Does anyone know any company that sell heat transfers of Cartoons,Disney Characters or Music Groups ? I'm looking for transfers that are licesed of course. Was also looking for other large wholesale transfer sellers like Pro World to maybe find s new transfers.I have used "Barber and Company" and "Art Brands" but always looking for more transfers.


----------



## reftshirts

*Re: Heat Transfers*

you can go to Artbrands.com

proworld buys from artbrands so your saving yourself some money if you want heat transfers haven't found who pro world buys there rhinestone so they corner that market.. at artbrands you have to buy them 12 each set. but effective if you sell them $4 per design. like pro world does... or you can see thewildside.com for more general designs... 

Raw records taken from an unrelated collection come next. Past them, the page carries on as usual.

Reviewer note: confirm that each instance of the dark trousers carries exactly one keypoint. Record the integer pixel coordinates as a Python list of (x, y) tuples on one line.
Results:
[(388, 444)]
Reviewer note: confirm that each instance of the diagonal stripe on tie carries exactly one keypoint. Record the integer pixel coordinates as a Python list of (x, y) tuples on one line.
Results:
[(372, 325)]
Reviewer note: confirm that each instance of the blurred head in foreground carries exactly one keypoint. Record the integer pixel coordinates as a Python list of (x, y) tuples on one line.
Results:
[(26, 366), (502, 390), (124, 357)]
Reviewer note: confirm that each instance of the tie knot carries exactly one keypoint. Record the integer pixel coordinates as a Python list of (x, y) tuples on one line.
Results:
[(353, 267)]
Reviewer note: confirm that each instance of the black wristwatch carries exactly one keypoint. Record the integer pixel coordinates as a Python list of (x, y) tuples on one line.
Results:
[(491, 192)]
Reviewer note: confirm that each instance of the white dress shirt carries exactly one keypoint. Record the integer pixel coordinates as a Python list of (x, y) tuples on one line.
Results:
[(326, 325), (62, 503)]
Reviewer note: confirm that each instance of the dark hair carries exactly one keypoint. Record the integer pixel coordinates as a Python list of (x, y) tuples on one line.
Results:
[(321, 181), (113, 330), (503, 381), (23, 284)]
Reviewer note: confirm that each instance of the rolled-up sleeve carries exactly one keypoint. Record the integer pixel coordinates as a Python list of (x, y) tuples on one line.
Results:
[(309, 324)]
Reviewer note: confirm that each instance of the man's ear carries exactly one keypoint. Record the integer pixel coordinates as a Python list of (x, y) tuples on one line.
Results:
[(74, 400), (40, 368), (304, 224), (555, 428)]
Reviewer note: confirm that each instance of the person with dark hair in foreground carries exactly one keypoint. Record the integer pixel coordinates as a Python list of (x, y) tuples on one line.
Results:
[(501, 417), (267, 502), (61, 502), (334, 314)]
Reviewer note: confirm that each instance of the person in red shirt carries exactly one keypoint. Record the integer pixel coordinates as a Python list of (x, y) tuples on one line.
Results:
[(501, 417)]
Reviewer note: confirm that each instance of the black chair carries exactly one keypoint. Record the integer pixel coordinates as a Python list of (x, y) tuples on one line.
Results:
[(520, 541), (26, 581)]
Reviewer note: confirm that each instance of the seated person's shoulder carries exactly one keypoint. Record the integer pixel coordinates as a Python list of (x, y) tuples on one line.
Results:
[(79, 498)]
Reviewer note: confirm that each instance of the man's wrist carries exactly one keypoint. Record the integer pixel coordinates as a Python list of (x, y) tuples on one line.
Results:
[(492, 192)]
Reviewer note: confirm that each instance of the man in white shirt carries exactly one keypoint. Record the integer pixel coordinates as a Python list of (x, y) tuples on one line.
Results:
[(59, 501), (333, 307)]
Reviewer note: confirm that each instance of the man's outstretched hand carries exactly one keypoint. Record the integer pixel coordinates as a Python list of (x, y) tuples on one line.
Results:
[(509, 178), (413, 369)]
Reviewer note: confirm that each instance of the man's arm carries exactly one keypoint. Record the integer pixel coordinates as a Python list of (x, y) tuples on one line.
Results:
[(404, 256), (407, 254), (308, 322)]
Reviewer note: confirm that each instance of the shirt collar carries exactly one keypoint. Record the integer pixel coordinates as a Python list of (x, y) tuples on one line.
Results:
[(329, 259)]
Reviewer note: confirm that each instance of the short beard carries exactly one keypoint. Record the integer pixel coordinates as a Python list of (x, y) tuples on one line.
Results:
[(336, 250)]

to answer your other question about LIC stuff thats another story... If you don't have rights to the images you can't use them or they will sue you... maybe give you a warning the first time but they will send you a notice as thick as your arm to stop I found another place you can go but those shirts are already made and can cost between $7 and $30 each depending on the artist you want

but the good news is you can buy wholesale Mickey, Elvis, Heavy metal bands and other merchandise ... but you have to have a Business LIC. to buy wholesale or you wont get passed the front page... you order a certain amount like $100- $200 per order and you can get about 30 shirts to sell at 20 to 35 dollars each make your money back easy. 

hope this helps ....


----------



## proworlded

*Re: Heat Transfers*

There are no licenses for transfers of Walt Disney and most cartoon and music bands.


----------



## Rodney

Many bands and cartoon t-shirts are sold as pre-printed t-shirts wholesale through officially licensed distributors like New World Sales - Wholesale Licensed T-Shirt, Apparel, Collectibles Source - Clothing Retail Supplier


----------



## jandtshirts

Thank You so much for your help and answering all my questions.I buy 99% of my transfers from Pro World because you have the biggest seletion out there,I'm just always looking for new transfers that you may not have.

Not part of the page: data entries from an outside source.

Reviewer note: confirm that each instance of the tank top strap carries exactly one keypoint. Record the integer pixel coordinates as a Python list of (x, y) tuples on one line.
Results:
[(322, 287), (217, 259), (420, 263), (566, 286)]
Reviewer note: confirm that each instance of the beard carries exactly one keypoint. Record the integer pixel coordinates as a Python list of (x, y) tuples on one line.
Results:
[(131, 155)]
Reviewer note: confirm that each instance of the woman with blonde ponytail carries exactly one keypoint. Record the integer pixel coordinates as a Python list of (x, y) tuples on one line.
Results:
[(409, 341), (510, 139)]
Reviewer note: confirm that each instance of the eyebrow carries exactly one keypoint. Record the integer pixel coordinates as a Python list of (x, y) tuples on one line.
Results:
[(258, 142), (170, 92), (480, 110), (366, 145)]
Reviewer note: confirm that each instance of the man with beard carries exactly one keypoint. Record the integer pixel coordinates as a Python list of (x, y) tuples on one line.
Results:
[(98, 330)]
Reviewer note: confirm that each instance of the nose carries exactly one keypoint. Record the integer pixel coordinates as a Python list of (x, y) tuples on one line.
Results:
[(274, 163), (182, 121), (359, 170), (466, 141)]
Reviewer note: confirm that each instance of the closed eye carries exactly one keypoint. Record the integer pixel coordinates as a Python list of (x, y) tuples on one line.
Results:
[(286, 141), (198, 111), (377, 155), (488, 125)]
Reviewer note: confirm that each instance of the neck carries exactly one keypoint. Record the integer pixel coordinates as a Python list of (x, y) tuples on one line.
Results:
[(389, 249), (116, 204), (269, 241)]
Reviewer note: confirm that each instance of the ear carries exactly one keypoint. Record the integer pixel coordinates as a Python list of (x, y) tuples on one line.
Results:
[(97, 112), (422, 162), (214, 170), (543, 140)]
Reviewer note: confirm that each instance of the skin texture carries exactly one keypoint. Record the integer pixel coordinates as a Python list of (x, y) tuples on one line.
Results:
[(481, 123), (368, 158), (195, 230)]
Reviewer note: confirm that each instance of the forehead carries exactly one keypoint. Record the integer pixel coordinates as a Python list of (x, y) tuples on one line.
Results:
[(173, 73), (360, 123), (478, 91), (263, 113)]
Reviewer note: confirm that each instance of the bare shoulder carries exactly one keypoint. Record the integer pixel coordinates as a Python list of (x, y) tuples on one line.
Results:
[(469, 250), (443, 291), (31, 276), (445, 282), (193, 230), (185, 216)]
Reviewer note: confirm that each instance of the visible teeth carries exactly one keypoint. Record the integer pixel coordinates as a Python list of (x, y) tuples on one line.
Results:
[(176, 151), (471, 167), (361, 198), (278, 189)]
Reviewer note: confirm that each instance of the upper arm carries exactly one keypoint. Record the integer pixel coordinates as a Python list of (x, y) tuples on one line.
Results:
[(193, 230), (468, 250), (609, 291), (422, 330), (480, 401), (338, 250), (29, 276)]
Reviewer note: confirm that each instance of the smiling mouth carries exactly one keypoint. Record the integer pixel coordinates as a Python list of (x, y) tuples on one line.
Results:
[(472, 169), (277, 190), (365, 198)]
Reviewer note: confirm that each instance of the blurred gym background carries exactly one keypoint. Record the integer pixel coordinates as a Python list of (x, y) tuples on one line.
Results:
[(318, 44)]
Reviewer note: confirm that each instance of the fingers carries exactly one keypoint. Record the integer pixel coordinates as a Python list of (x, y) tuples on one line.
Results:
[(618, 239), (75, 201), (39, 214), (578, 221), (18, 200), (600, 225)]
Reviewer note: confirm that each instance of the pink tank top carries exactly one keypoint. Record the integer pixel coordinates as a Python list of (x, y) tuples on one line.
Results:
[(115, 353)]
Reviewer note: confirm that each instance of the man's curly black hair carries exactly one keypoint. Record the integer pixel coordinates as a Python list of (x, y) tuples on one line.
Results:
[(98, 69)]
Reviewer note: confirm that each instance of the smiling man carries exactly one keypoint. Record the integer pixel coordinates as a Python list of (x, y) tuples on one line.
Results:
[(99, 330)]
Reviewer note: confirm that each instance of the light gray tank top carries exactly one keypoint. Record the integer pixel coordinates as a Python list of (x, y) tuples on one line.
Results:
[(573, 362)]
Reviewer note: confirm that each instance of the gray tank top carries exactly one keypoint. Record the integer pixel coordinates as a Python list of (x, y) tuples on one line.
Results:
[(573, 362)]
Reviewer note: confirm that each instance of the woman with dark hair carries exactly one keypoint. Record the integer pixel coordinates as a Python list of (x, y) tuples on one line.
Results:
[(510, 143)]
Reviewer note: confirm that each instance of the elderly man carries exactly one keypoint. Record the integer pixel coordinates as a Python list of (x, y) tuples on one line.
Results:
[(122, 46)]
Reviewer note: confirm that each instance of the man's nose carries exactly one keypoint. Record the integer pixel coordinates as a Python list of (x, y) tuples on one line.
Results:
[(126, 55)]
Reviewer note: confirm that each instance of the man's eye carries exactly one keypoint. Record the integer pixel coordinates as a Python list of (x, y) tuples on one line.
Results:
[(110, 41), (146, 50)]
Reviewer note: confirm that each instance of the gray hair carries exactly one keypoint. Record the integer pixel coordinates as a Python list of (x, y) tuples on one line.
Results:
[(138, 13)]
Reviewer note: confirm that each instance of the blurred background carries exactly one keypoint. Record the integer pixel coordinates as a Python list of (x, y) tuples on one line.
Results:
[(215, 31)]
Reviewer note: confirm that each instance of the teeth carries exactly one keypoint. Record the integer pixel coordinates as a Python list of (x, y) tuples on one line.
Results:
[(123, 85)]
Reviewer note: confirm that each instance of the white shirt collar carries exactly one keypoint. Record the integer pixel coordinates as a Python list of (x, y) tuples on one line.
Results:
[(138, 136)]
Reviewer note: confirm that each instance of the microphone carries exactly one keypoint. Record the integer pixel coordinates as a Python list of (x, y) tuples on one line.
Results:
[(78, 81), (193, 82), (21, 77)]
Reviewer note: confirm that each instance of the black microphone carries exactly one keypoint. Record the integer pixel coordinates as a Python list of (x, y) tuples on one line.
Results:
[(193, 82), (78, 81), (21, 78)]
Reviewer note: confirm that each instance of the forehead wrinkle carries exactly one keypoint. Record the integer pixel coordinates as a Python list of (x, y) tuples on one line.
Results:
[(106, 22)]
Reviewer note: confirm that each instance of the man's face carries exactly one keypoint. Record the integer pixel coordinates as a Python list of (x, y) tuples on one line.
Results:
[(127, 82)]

I do youth sports events like girls softball and each year I always try to find new transfer because some girls that come back the year after are always looking for one they don't have.

I was glad that someone finally changed the softball transfers to a yellow ball,when they did that my sales went up at the tournaments I go too,so I can't tell you how gald I was when I went to your site a few years ago and notices they changed the transfers to that yellow ball !

I do wish there were more transfer for Lacrosse and football,the type of transfer I look for and which sell for me are geared more for 11 to 15 year old kids who play youth sports and they are so hard to find. I sell a tournament shirt that I have the transfers made and then I sell tee shirts with the transfer which I buy from Pro World.The transfers for girls softball has the best selection and tie in with that age group.

I see people on Ebay selling Disney transfer all the time and I don't know how the get away with it,I do the right thing and I'm willing to pay for the licensing but I guess from what your saying you can't buy the transfer but you can buy it on a shirt that it is already printed. I a tax ID# and was wondering if you know the best wholesaler to purchase the Disney Shirts or Rock Shirts ?

I can't say it enough how mad it makes me to see people selling Iron On transfers on Ebay that have copy rights,to me that is just wrong and they get away with it.I see how many feedbacks they have and it is all from selling stuff that if I did it I would get sued.

Thanks Again for your help and I think Pro World is the best ! I don't use my forum as my business name when I order from Pro World.I also want to tell you that I always get great customer service when I call to place and order so pass that on to the ladies.


----------



## james444

not too big order,disney will not follow you,ebayers are small sellers,no big company will have time to look for there small copyright infringers


----------



## proworlded

james444, I do not agree. we had a customer who posted a design on their website and never sold a piece. Ended up costing them several thousand dollars in a lawsuit.


----------